Stock market investors bet on the success of companies who create products for people to use. Facebook, iPhones, Happy Meals, and soap are all consumable products.

However, it’s impossible to predict the term length of those products’ and companies’ popularity. Blockbuster had a long reign, but when technology and consumer behavior changed, the company stagnated, dragging investors down with it.

Multifamily Real Estate Investments

When you invest in real estate, you’re investing in a basic human need that will never go away: the need for shelter. As long as humans have existed, we’ve required a roof over our heads, and that need has only strengthened over time, especially with rising population trends.

Risk #4 – Lack of Control and Transparency

Stock Market

Investing in stocks is like buying a train ticket. The train is leaving, with or without you. Whether you’re on board or not is up to you.

When the market is sailing upward, the ride is smooth and exciting. During a correction, a terrible, helpless feeling takes over. The conductor (CEO) is unreachable, and you better buckle up or jump off.

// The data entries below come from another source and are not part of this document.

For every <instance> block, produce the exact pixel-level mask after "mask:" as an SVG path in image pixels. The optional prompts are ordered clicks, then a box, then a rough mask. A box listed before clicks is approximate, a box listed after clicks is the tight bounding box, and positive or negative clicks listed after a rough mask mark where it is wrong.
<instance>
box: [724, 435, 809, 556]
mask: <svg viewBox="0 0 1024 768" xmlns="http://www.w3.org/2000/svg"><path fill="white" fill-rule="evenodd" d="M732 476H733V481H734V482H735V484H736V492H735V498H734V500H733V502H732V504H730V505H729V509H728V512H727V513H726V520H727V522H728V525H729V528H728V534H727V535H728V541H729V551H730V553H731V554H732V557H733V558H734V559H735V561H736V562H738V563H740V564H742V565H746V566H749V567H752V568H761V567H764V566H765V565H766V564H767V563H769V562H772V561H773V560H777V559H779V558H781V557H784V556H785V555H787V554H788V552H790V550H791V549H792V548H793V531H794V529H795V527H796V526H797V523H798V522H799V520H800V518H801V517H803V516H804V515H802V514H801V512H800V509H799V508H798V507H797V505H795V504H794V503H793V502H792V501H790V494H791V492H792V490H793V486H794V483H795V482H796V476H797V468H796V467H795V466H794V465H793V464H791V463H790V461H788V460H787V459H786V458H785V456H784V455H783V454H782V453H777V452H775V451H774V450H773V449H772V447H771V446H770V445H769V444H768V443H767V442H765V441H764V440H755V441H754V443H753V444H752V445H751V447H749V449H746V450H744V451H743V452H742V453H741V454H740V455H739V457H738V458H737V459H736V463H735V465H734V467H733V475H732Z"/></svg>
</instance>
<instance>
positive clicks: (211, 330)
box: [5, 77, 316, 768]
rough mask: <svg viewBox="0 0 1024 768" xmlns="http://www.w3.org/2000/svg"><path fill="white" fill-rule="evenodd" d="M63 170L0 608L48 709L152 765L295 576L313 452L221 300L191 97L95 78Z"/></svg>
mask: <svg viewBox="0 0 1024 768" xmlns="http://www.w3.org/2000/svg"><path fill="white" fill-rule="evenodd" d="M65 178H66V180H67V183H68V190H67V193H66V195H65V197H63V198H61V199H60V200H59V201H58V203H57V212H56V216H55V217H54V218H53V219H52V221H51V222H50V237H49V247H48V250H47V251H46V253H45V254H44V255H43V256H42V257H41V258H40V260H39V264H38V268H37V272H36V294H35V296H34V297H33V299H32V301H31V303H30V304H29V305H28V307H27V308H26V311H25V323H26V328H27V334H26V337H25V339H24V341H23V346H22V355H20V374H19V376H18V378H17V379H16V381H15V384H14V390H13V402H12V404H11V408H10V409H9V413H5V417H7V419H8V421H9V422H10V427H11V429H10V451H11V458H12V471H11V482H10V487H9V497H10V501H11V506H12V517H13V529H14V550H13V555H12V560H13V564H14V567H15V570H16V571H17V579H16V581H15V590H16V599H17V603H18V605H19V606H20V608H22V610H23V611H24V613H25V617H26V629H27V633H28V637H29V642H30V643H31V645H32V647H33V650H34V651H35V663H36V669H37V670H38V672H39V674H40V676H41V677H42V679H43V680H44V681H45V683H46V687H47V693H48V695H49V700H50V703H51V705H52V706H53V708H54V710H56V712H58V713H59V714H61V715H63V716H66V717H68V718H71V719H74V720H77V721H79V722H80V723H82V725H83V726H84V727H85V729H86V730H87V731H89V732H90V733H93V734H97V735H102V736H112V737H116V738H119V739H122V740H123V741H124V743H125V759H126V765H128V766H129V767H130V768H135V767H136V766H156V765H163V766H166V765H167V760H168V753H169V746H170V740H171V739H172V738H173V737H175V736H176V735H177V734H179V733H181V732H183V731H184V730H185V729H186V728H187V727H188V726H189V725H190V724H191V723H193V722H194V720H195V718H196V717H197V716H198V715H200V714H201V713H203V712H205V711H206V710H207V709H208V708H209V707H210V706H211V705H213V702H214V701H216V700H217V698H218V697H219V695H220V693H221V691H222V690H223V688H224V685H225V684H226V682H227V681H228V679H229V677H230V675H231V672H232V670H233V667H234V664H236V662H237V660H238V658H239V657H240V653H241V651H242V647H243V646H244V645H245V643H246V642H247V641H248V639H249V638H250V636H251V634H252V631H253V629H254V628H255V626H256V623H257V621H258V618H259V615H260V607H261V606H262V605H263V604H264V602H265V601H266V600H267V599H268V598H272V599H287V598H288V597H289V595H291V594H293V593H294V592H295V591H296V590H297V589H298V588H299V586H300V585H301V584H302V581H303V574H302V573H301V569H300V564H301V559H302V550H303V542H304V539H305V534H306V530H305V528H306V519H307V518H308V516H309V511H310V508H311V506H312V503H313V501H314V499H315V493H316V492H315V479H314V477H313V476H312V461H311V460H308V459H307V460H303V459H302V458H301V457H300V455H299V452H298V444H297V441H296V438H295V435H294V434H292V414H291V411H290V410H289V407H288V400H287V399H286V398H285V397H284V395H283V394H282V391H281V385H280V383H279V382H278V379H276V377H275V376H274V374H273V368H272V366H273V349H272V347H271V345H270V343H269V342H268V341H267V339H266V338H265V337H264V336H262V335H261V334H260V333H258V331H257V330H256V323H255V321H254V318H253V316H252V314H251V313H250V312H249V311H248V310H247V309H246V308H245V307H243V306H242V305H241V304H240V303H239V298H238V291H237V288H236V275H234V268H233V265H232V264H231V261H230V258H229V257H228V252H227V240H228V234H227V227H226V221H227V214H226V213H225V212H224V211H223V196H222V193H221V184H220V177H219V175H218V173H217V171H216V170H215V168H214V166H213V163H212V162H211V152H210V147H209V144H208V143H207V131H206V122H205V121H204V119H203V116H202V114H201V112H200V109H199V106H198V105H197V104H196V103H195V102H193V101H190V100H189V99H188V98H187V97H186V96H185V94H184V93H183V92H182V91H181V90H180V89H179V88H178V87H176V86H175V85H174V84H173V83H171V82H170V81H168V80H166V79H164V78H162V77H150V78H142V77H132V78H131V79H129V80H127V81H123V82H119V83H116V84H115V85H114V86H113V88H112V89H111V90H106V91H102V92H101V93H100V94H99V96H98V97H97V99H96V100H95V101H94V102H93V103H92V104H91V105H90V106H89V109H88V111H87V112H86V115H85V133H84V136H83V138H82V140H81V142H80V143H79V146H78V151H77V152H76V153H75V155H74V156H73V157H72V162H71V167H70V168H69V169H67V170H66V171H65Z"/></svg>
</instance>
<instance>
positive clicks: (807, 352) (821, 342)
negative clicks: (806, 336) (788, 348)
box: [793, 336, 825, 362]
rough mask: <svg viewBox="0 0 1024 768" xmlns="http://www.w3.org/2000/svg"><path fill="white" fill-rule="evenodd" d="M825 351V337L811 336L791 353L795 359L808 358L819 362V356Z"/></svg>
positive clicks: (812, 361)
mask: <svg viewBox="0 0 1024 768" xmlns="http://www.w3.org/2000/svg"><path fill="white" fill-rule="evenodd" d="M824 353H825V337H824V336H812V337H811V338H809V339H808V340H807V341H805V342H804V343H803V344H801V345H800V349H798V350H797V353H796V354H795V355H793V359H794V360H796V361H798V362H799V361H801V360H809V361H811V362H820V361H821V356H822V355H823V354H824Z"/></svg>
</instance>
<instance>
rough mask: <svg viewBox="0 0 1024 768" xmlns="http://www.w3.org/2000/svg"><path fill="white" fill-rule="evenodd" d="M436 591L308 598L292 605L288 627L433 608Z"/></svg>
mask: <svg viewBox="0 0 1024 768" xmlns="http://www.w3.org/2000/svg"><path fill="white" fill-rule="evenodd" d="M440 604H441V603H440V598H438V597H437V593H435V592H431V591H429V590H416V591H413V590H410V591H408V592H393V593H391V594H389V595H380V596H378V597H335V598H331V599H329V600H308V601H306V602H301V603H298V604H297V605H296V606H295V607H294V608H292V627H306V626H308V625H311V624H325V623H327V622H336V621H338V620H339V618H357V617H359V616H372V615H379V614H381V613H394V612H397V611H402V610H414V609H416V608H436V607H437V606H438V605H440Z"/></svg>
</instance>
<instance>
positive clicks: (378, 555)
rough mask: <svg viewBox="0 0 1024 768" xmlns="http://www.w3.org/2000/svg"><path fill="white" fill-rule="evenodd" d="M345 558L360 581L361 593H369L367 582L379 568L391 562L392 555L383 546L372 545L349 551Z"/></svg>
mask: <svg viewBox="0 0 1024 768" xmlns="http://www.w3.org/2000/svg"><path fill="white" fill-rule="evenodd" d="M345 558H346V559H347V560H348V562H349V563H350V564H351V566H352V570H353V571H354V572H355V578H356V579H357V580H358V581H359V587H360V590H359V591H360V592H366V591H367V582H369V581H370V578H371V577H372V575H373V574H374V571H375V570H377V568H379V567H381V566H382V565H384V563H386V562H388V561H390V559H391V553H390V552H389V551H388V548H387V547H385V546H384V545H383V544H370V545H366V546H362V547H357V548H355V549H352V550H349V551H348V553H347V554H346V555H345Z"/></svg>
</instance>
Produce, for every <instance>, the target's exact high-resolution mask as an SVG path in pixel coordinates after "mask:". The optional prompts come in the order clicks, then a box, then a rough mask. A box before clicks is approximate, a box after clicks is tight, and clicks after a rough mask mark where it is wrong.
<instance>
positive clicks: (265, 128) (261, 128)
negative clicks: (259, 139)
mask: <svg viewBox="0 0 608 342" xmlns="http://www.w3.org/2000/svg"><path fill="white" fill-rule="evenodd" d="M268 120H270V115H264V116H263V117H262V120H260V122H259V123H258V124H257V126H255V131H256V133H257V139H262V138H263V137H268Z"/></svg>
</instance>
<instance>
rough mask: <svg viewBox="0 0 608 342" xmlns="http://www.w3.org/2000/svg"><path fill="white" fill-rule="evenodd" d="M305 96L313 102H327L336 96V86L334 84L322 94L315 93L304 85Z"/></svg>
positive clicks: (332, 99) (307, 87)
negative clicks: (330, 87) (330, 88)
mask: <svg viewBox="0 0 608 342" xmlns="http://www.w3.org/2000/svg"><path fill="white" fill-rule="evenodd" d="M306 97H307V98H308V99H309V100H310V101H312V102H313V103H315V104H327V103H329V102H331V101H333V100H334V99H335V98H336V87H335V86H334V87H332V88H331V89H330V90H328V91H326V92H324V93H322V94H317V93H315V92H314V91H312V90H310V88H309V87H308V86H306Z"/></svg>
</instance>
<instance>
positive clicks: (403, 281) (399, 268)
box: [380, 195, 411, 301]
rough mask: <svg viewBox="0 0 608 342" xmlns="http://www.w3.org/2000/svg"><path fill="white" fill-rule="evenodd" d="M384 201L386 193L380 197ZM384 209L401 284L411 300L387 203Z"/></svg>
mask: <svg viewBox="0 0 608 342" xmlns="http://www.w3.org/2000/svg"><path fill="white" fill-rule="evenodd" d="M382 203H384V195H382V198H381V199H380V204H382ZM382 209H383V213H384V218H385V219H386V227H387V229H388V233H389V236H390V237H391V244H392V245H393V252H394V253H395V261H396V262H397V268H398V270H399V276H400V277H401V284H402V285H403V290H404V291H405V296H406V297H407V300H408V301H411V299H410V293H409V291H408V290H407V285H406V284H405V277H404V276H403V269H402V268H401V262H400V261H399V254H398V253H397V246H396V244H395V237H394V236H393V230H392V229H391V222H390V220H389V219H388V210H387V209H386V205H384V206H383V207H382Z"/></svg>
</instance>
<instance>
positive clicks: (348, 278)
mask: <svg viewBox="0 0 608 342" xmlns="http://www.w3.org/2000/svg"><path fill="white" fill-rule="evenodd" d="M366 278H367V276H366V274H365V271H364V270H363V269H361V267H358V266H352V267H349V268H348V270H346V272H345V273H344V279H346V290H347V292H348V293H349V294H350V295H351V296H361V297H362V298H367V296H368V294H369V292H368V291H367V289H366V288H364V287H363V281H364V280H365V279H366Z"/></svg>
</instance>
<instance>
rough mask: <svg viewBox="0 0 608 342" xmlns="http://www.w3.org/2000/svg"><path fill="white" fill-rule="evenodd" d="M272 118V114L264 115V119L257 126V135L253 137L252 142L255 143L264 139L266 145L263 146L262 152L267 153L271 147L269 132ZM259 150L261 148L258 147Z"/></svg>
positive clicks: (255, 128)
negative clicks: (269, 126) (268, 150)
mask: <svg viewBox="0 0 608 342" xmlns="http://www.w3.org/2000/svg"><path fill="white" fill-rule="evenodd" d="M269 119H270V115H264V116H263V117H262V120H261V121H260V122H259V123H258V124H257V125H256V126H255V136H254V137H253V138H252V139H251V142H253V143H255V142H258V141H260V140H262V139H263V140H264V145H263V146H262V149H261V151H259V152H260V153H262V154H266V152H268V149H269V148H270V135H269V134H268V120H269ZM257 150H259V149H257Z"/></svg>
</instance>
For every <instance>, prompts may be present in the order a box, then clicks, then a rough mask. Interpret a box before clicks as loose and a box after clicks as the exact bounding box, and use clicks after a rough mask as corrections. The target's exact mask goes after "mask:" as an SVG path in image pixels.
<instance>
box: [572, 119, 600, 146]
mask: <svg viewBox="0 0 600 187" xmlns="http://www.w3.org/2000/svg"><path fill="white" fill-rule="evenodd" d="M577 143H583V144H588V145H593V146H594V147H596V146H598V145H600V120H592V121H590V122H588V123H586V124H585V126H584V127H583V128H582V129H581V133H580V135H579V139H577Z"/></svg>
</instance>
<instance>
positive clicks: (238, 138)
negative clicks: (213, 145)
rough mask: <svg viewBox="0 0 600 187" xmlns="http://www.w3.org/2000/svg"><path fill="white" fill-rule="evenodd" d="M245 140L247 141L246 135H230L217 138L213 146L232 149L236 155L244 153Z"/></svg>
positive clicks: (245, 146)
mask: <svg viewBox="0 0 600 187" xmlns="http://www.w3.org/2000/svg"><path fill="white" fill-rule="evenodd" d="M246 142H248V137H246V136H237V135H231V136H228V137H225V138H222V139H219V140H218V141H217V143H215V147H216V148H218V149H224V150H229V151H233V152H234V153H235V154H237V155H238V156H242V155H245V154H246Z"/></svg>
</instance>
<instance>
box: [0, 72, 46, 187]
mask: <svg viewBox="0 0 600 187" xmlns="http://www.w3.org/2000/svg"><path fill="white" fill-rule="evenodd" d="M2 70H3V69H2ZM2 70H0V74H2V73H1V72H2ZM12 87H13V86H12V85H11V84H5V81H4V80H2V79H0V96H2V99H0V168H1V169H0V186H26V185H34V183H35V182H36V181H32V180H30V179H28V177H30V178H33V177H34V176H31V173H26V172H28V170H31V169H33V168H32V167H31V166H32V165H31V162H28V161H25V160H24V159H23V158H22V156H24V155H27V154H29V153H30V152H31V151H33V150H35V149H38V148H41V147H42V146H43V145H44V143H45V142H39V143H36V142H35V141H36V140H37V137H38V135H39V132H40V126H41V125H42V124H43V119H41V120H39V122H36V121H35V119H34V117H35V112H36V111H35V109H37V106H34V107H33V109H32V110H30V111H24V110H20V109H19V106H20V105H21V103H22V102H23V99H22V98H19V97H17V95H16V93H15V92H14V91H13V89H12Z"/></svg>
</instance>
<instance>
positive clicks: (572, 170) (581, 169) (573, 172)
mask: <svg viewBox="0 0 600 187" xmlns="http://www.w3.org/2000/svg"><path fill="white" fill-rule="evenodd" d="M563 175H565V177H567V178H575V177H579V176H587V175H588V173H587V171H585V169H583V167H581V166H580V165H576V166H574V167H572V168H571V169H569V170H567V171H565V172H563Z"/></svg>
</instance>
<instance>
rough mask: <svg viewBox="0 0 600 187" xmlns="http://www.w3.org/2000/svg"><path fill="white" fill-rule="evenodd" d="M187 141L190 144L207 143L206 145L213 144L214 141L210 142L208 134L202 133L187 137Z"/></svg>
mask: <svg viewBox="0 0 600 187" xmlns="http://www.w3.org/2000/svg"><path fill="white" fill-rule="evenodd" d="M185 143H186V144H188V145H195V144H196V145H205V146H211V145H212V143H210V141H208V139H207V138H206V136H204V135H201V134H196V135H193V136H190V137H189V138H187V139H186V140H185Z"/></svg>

Multifamily Real Estate Investments

When you invest in a real estate syndication, you know precisely who the deal sponsor is, and you can reach out directly to ask questions and provide feedback. You will not get this type of access from the fund manager at fidelity.

Multiple buffers should exist to protect investor capital, such as reserves, insurance, and experienced professionals to handle the unexpected. Each deal should provide ongoing transparency, such as monthly updates and detailed quarterly reporting.

Conclusion

There’s certainly no one “right” way to invest. The key is to invest. Period.

Understand the risks going in and take action. That capital sitting in your savings account is losing value (because of inflation) every passing second.

So get out there and start achieving your “someday” today!